Levado por meu adorável avô Guilhermino, meu ídolo em todos os tempos. Agarrado ao maiál do caminhão eu sentei sobre a tampa de uma lata, que carinhosamente Chico de Paula forrou para mim com um pedaço de lona. Admirando a paisagem tive a impressão que as arvores todas corriam ao invés do veiculo. Duas lembranças da Vila ficaram gravadas, a cantoria dos galos ao amanhecer e o rangido das rodas das carroças no cascalho, abarrotadas de lenha que transitavam na Rua Marechal Floriano e no larguinho de São Pedro, atual Praça Altino Teodoro.
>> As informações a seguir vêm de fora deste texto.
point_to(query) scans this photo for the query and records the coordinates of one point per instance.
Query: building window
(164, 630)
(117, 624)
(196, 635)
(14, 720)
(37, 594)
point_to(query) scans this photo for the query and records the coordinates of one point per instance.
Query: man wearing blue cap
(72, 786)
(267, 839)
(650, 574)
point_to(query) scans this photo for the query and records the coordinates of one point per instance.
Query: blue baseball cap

Da viagem de volta ao Engenho não me recordo. Jamais esqueci os dois funcionários que recolhiam o creme, e que se tornaram figuras importantes e queridas no meio rural.
Certa ocasião essa dupla pregou um susto enorme em seus amigos, uma tarde chovia torrencialmente, os rios e córregos transbordavam, as condições da estrada eram péssimas, na ponte do raposo a água passava banhando a tábua da ponte, o caminhão lotado, a ponte quebrou, o chofer saltou de um lado e Chiquinho de Paula desapareceu do outro, as latas rodaram na enchente, o Chico preto pediu socorro na fazenda do Odílio, foram procurar pelo desaparecido. Chovia muito e nada de encontrá-lo, a enchente cada vez se avolumava mais.
Desistiram das buscas, Chico Preto decidiu pedir abrigo na casa de um peão da fazenda bem abaixo do local da tragédia. La estava o Chiquinho de Paula bem quentinho vestido com uma muda de roupas cedidas pelo morador da casa sentado ao pé do fogão de lenha enxugando suas notas de cruzeiros na chapa quente do fogão. Aliviados os dois renderam graças a Deus por estarem vivos.
Anos mais tarde Chico Preto foi substituído por Venâncio Durval, outro que também foi muito querido na região em todos os tempos. São figuras que merecem serem lembradas porque, com honradez e dignidade fizeram história, mas acabam caindo no esquecimento.